Alternatively, the calibration of the camera parameters can be
performed directly, using the provisional position of the interest
points.
[0044] The array pattern can in general comprise from 10 to 1000
interest points or more. It can be preferable that the pattern
comprise from about 10 to 200 interest points, about 10 to 150
interest points, about 10 to 100 interest points, or about 20 to
100 interest points. When more than one array pattern is provided
for the calibration, each of the array patterns can comprise from
10 to 1000 interest points or more, or preferably about 10 to 200
interest points, about 10 to 100 interest points or about 20 to 100
interest points.
[0045] The corner can be considered to represent the intersection
of two or more edges. Let's consider the case where the corner is
represented by the intersection of two edges. Two datasets can be
extracted from the image, based on an initial assumption about the
position of the corner--a first dataset, representing a first set
of edge points defining the first edge, and a second dataset,
representing a second set of edge points defining the second edge.

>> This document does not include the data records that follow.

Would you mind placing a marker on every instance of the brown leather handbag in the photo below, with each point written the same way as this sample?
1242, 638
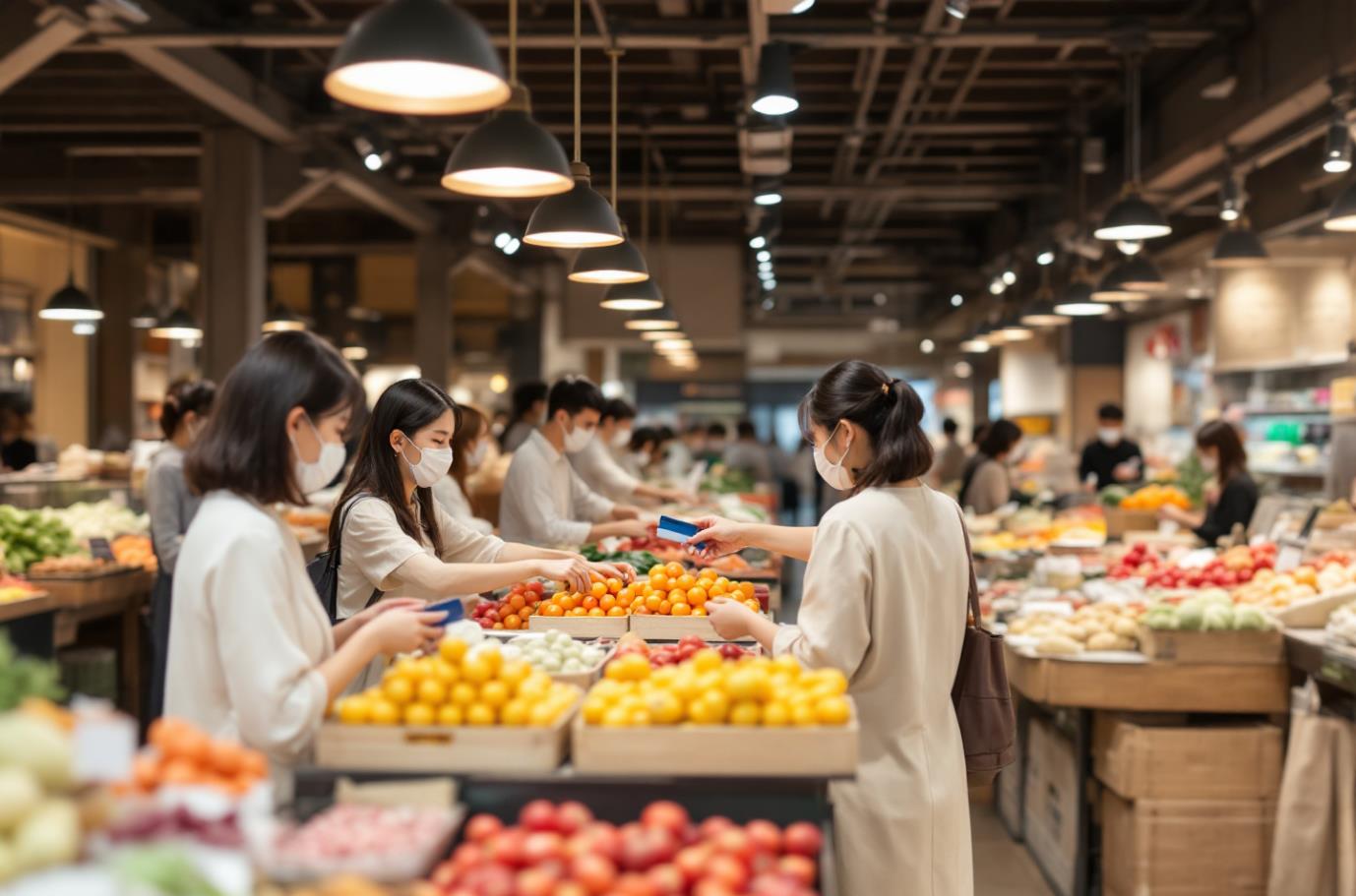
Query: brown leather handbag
980, 695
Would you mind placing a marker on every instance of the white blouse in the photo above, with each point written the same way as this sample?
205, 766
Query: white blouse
247, 630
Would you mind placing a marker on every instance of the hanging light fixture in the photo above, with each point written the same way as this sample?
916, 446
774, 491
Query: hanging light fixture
509, 156
580, 218
71, 303
1133, 217
418, 57
775, 83
620, 264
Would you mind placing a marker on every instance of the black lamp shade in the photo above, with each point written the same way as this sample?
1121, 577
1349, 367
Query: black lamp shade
775, 85
1133, 218
575, 219
418, 57
1341, 217
71, 303
509, 156
1238, 247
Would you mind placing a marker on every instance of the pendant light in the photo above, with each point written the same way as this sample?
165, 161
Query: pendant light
71, 303
775, 85
418, 57
509, 156
620, 264
1133, 217
578, 218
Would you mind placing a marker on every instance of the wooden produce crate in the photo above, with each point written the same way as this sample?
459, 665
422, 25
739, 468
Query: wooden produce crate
462, 748
1242, 648
1186, 848
1146, 756
674, 627
731, 751
581, 627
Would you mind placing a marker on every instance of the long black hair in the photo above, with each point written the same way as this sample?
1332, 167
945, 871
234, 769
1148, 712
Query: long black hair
887, 408
408, 405
244, 448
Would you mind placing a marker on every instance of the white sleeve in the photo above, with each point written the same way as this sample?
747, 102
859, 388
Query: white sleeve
277, 694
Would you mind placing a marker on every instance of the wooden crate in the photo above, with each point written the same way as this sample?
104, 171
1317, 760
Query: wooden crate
1225, 648
1186, 848
1166, 758
674, 627
731, 751
462, 748
581, 627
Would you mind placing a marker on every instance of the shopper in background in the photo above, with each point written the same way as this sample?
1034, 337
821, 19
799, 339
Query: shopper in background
469, 448
171, 508
950, 465
252, 655
986, 484
1233, 499
529, 411
1111, 457
747, 454
544, 501
885, 602
395, 538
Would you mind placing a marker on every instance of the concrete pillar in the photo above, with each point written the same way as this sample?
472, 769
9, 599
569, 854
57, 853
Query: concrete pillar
433, 309
233, 246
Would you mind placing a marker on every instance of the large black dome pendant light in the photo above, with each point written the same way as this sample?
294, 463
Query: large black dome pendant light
580, 218
71, 303
509, 156
620, 264
418, 57
1133, 217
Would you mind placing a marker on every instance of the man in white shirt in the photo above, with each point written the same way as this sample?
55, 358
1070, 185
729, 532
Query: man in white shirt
544, 501
599, 464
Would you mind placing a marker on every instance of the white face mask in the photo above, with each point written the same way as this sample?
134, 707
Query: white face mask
834, 473
433, 464
578, 440
314, 476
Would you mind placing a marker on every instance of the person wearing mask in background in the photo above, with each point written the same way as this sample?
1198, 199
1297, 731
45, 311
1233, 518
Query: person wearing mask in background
394, 537
1234, 497
950, 465
544, 501
1111, 458
986, 486
252, 655
469, 448
746, 453
887, 579
529, 409
171, 508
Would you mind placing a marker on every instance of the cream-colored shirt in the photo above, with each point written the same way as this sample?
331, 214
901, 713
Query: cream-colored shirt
602, 473
544, 502
247, 631
885, 601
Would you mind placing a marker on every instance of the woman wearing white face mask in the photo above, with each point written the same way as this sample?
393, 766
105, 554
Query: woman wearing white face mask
252, 655
394, 537
885, 601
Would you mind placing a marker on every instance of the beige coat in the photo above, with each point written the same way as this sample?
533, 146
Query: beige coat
885, 601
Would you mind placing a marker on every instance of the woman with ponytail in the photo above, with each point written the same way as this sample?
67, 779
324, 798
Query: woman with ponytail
885, 602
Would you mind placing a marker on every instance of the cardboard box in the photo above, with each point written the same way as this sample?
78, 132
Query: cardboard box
1147, 758
1051, 804
1186, 848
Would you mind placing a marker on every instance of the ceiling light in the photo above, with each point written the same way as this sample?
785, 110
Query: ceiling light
642, 296
179, 325
775, 85
422, 57
1337, 153
1238, 247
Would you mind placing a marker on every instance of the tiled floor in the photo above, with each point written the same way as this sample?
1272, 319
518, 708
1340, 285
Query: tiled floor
1003, 867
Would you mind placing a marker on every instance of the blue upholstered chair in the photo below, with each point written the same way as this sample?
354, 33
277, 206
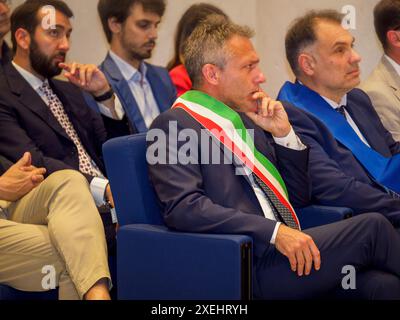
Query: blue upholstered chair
155, 263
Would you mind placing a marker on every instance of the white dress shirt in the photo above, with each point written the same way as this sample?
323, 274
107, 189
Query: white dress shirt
395, 65
350, 121
140, 88
98, 184
291, 141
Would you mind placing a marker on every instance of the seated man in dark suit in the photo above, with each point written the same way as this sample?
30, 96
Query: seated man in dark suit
233, 161
5, 54
48, 117
353, 158
143, 90
50, 228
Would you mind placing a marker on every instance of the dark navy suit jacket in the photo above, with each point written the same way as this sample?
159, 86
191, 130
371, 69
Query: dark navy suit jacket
163, 90
212, 198
338, 179
27, 124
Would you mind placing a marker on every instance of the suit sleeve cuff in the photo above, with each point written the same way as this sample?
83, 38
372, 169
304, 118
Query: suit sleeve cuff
291, 141
98, 188
119, 110
273, 238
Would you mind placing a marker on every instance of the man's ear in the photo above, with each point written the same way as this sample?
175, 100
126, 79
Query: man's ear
114, 25
211, 73
393, 38
306, 64
23, 38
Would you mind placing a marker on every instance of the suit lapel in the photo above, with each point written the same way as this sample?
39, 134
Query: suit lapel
31, 99
121, 87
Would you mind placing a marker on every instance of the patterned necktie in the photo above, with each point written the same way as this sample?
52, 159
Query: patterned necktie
86, 164
281, 213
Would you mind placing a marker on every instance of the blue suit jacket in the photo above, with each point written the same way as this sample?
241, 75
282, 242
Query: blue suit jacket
338, 179
212, 198
163, 89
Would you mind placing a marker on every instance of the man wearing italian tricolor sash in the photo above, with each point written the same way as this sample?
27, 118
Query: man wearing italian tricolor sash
355, 161
252, 173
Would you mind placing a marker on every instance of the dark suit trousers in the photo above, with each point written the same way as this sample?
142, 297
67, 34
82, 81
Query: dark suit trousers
367, 242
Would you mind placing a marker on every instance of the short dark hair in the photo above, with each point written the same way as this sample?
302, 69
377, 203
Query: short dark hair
386, 18
302, 34
193, 16
26, 16
121, 9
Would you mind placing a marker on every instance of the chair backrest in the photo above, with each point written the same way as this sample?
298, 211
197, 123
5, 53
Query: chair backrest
134, 196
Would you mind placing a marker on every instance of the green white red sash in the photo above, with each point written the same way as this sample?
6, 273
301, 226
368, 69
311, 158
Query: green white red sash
225, 125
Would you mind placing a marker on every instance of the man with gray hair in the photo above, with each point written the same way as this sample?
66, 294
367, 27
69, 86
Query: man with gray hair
229, 105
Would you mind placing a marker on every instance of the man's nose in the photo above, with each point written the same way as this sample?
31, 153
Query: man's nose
355, 57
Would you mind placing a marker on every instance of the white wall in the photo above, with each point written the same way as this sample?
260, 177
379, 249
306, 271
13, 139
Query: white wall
270, 19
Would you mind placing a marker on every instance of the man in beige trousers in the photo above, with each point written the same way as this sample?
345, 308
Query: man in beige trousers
51, 224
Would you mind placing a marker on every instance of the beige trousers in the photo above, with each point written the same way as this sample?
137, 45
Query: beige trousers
58, 225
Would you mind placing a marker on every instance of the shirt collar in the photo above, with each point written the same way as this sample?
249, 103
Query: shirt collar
127, 71
34, 81
395, 65
333, 104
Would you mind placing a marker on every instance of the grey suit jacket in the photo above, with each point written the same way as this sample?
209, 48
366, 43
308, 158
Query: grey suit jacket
383, 87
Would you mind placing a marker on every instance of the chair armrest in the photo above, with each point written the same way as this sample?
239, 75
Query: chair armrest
314, 216
155, 263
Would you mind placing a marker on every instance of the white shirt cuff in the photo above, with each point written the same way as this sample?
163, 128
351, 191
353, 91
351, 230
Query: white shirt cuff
273, 238
98, 188
119, 110
291, 141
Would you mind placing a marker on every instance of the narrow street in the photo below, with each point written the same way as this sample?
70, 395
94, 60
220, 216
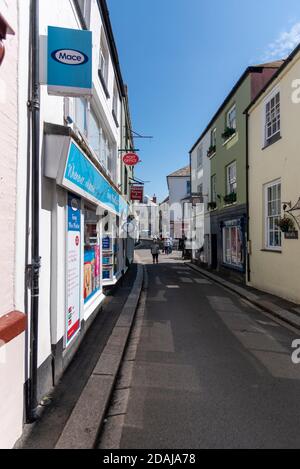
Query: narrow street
210, 370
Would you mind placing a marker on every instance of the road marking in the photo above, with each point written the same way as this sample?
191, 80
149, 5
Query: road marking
186, 280
201, 281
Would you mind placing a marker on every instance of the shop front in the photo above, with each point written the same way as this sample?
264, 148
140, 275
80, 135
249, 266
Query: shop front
228, 252
87, 251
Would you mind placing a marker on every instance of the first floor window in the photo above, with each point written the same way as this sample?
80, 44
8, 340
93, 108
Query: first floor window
214, 188
231, 118
272, 117
231, 178
200, 157
273, 215
233, 245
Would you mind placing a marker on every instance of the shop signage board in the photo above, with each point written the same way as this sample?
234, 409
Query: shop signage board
73, 268
69, 62
137, 193
131, 159
82, 177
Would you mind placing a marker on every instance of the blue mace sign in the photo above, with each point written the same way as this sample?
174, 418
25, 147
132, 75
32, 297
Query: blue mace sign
69, 62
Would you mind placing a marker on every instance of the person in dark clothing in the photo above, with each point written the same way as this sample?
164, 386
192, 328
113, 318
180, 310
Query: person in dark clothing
155, 251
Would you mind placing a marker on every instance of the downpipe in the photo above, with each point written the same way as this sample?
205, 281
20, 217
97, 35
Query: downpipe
34, 268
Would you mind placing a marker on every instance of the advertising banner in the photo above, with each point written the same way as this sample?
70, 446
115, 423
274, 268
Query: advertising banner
82, 176
73, 268
137, 193
69, 62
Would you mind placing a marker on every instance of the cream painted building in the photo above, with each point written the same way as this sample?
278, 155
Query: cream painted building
274, 182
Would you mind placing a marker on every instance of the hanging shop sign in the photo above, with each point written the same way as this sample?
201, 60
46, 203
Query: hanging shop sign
69, 62
137, 193
73, 268
131, 159
81, 176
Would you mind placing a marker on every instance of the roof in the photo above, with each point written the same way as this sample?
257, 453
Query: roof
183, 172
165, 201
285, 63
252, 69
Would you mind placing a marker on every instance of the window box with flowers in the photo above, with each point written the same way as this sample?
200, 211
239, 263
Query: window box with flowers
211, 151
230, 198
212, 205
228, 132
286, 224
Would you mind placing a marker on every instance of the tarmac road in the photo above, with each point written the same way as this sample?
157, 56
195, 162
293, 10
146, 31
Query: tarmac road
209, 371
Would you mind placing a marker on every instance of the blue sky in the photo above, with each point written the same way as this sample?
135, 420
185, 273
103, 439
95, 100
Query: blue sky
180, 58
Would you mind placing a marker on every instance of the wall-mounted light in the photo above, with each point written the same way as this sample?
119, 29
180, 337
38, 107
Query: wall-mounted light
4, 30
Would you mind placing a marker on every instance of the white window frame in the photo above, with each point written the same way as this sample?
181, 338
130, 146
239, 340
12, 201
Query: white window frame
231, 181
104, 59
229, 229
268, 113
200, 157
268, 217
213, 189
228, 120
213, 137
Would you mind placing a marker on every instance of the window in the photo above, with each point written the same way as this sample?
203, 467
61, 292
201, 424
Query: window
272, 118
231, 118
81, 108
233, 244
188, 187
214, 188
116, 105
273, 215
94, 135
84, 10
231, 178
103, 65
200, 157
213, 138
200, 190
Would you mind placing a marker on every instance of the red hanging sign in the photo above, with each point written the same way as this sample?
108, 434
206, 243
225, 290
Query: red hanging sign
131, 159
137, 193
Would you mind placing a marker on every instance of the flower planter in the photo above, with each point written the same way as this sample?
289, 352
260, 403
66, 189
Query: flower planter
230, 198
228, 133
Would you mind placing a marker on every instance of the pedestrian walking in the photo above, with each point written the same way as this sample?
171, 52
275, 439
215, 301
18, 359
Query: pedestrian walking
155, 251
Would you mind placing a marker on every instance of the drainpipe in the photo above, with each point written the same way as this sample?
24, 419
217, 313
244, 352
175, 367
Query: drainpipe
34, 268
247, 195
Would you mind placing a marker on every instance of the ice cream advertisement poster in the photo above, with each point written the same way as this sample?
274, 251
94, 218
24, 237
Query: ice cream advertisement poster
73, 268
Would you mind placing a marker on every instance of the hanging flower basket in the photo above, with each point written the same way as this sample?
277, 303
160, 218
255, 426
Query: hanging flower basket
230, 198
212, 205
211, 150
286, 224
228, 133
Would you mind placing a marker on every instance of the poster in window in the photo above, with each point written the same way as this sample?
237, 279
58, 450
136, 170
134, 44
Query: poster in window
73, 268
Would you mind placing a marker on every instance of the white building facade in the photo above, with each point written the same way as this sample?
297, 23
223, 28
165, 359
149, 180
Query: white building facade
202, 197
179, 185
83, 192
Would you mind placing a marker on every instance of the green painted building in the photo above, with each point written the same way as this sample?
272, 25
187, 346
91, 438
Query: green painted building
228, 176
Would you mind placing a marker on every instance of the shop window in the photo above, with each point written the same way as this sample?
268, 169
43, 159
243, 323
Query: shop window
273, 215
92, 261
233, 245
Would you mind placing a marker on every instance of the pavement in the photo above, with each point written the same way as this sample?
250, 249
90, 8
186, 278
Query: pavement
77, 406
204, 368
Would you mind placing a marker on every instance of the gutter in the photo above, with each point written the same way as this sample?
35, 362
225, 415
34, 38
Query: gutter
34, 268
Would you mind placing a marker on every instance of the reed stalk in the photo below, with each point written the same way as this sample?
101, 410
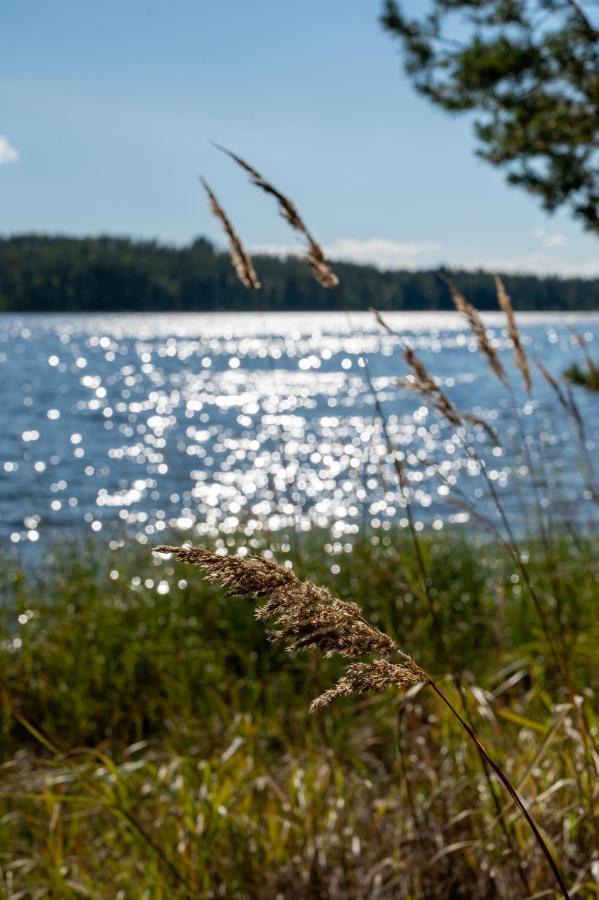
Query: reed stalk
308, 617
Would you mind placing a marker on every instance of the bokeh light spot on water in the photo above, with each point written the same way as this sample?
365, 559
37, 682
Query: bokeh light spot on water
213, 423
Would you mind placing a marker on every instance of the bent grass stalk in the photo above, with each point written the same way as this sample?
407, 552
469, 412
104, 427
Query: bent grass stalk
309, 617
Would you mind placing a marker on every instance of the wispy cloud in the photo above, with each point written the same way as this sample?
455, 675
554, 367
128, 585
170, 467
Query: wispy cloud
536, 264
380, 252
550, 238
386, 254
8, 153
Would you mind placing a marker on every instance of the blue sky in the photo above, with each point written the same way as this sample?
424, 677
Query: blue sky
107, 110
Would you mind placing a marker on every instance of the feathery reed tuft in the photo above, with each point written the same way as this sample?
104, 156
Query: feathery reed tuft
314, 253
306, 616
309, 617
424, 384
242, 261
365, 678
478, 328
520, 358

Once the two sets of edge points have been extracted, regression
analysis can be applied to the datasets, and a refined position of
the corner at which the two edges meet defined by the intersection
of the two regression curves. Thereby, a refined position of the
corner is determined. It can be convenient to apply a linear
regression analysis to the two sets of edge points and thereby
define the refined corner location as the intersection of the two
lines.
[0046] Defining two lines, that can preferably be orthogonal, the
two datasets can be defined as two sets of data points that are
each closer to one of the two lines than the other. One of the two
lines can be horizontal, or approximately horizontal, with respect
to the array pattern, and the other line can be vertical, or
approximately vertical. Then, the two sets of edge points can be
defined by their closeness to one of the two lines; a first set is
closer to the "horizontal" line than the "vertical" line, and vice
versa.
[0047] Edges can in general be defined or identified using methods
known in the art. One such method is the Canny edge detector. This
algorithm is based on Gaussian smoothing of images. The algorithm
smoothest an intensity image and subsequently produces extended
segments by following high gradient magnitudes from one
neighborhood to another. The two edge point data sets can thus be
generated and/or supplemented using the Canny edge detection
algorithm or other similar algorithms known in the art.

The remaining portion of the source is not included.